SCViewer/com.minres.scviewer.databas.../src/org/apache/jdbm/packageXX.html

201 lines
11 KiB
HTML

<html>
<body>
<h1>WARNING incomplete and missleading doc!!!</h1>
<p>This package contains public API and introduction</p>
<h2>JDBM intro</h2>
Key-Value databases have got a lot of attention recently, but their history is much older. GDBM (predecessor of JDBM)
started
in 1970 and was called 'pre rational' database. JDBM is under development since 2000. Version 1.0 was in production
since 2005 with only a few bugs reported. Version 2.0 adds some features on top of JDBM (most importantly <code>java.util.Map</code>
views)
<p/>
JDBM 2.0 goal is to provide simple and fast persistence. It is very simple to use, it has minimal overhead and
standalone
JAR takes only 130KB. It is excelent choice for Swing application or Android phone. JDBM also handles huge datasets well
and can be used for data processing (author is using it to process astronomical data).
The source code is not complicated; it is well readabable and can also be used for teaching.
On the other hand, it does not have some important features (concurrent scalability, multiple transaction, annotations,
clustering...), which is the reason why it is so simple and small. For example, multiple transaction would introduce a
new dimension of problems, such as concurrent updates, optimistic/pesimistic record locking, etc.
JDBM does not try to replicate Valdemort, HBase or other more advanced Key Value databases.
<p/>
<h2>JDBM2 is </h2>
<p/><b>Not a SQL database</b><br/>
JDBM2 is more low level. With this comes great power (speed, resource usage, no ORM)
but also big responsibility. You are responsible for data integrity, partioning, typing etc...
Excelent embedded SQL database is <a href="http://www.h2database.com">H2</a> (in fact it is faster than JDBM2 in many
cases).
<p/><b>Not an Object database</b><br/>
The fact that JDBM2 uses serialization may give you a false sense of security.

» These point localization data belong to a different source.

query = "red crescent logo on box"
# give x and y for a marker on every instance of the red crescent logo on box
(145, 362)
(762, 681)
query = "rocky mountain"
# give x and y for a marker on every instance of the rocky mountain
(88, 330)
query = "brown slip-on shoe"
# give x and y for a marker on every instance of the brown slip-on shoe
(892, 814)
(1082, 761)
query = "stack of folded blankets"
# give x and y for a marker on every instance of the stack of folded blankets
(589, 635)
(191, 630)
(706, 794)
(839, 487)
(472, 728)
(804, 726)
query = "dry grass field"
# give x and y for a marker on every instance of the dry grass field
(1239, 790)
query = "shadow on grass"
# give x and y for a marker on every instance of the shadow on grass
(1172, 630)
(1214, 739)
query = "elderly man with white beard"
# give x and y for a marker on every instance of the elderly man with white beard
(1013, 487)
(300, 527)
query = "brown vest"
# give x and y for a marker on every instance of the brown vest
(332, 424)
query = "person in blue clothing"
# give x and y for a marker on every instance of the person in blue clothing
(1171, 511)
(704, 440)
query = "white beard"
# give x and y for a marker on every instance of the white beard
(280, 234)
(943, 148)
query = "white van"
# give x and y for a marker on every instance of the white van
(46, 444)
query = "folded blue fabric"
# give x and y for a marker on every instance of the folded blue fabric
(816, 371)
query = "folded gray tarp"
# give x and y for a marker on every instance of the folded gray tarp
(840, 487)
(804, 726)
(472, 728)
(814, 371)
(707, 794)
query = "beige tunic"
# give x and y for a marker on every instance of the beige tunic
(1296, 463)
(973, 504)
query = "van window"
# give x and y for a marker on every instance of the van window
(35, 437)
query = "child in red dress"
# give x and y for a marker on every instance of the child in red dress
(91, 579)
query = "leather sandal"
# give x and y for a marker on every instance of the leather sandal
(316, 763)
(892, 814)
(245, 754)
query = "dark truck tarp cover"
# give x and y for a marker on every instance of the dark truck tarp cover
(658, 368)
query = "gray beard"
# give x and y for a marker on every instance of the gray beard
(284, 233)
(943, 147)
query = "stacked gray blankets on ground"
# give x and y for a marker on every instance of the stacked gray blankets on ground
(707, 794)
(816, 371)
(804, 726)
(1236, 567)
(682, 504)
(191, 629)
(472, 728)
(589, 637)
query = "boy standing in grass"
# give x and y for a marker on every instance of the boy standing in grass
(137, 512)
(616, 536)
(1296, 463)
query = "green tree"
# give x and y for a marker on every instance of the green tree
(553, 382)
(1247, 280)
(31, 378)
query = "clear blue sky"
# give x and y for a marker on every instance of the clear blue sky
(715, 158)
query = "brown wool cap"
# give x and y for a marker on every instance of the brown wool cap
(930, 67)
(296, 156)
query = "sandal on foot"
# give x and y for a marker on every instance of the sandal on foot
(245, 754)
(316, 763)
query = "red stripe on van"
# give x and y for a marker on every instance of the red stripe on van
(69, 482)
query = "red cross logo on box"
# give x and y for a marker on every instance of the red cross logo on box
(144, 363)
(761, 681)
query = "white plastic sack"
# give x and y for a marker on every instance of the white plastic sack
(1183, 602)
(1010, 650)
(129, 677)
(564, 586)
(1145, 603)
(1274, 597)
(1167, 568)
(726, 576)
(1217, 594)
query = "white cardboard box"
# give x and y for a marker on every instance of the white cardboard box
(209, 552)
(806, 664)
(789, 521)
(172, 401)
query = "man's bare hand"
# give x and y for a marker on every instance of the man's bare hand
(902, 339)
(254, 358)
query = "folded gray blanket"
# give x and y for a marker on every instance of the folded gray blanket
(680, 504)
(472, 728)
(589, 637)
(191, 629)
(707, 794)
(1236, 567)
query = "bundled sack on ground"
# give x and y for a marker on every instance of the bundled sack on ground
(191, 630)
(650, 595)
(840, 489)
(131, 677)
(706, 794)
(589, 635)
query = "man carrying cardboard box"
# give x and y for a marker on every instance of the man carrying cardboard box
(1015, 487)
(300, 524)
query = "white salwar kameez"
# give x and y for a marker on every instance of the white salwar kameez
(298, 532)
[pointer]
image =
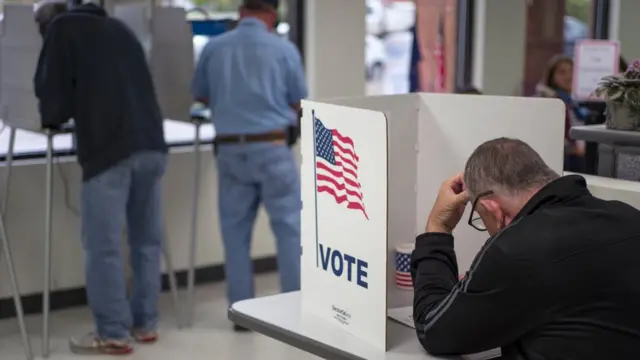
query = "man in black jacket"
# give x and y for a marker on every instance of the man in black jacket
(554, 281)
(92, 69)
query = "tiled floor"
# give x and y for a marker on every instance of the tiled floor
(211, 337)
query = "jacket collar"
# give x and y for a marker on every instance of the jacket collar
(252, 23)
(556, 192)
(89, 9)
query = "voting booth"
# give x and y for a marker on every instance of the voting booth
(167, 38)
(20, 45)
(371, 170)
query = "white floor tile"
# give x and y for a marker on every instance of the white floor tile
(211, 337)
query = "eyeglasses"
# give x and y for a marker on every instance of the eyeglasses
(475, 221)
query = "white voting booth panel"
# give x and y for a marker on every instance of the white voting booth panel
(20, 45)
(428, 138)
(171, 61)
(345, 221)
(167, 38)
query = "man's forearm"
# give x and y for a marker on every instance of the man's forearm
(434, 270)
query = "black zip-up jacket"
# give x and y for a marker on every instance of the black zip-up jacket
(559, 283)
(92, 69)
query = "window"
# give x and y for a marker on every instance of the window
(576, 23)
(30, 144)
(390, 46)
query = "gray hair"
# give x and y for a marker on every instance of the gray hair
(508, 166)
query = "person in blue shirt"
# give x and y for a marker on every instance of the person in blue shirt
(253, 81)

It does not
magically split a huge object graph into smaller pieces, nor does it handle duplicates.
With JDBM you may easily end up with single instance being persisted in several copies over a datastore.
An object database would do this magic for you as it traverses object graph references and
makes sure there are no duplicates in a datastore. Have look at
<a href="http://www.neodatis.org/">NeoDatis</a> or <a href="http://www.db4o.com/">DB4o</a>
<p/><b>Not at enterprise level</b><br/>
JDBM2 codebase is propably very good and without bugs, but it is a community project. You may easily endup without
support. For something more enterprisey have a look at
<a href="http://www.oracle.com/database/berkeley-db/je/index.html ">Berkley DB Java Edition</a> from Oracle. BDB has
more
features, it is more robust, it has better documentation, bigger overhead and comes with a pricetag.

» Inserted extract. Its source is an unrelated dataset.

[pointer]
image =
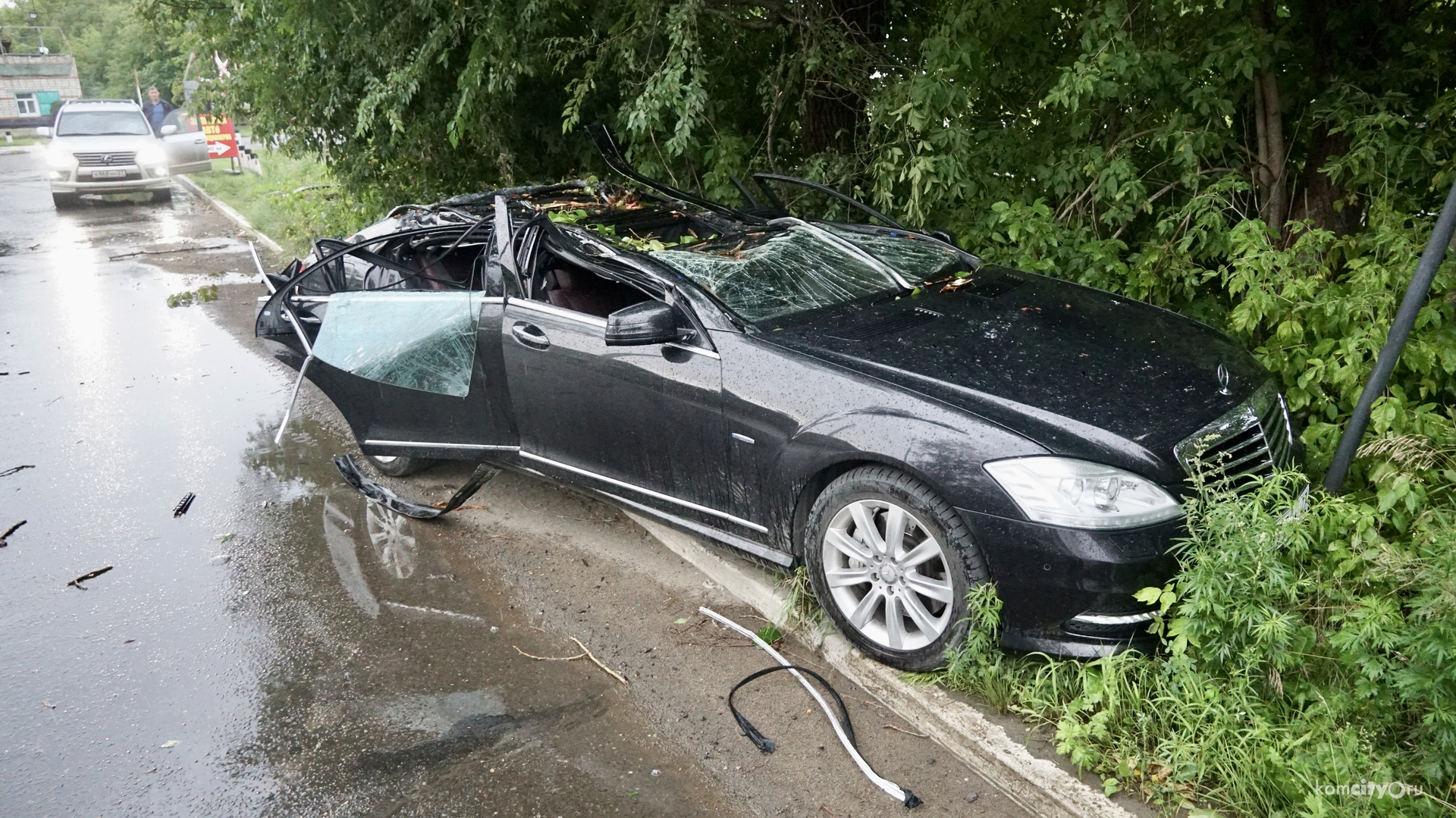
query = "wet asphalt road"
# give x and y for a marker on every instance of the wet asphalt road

<p/><b>Not distributed</b><br/>
Key Value databases are associated with distributed stores, map reduce etc. JDBM is not distributed, it runs on single
computer only.
It does not even have a network interface and can not act as a server.
You would be propably looking for <a href="http://project-voldemort.com/">Valdemort</a>.
<h2>JDBM2 overview</h2>
JDBM2 has some helpfull features to make it easier to use. It also brings it closer to SQL and helps with data
integrity checks and data queries.
<p/><b>Low level node store</b><br/>
This is Key-Value database in its literal mean. Key is a record identifier number (recid) which points to a location in
file.
Since recid is a physical pointer, new key values must be assgned by store (wherever the free space is found).
Value can be any object, serializable to a byte[] array. Page store also provides transaction and cache.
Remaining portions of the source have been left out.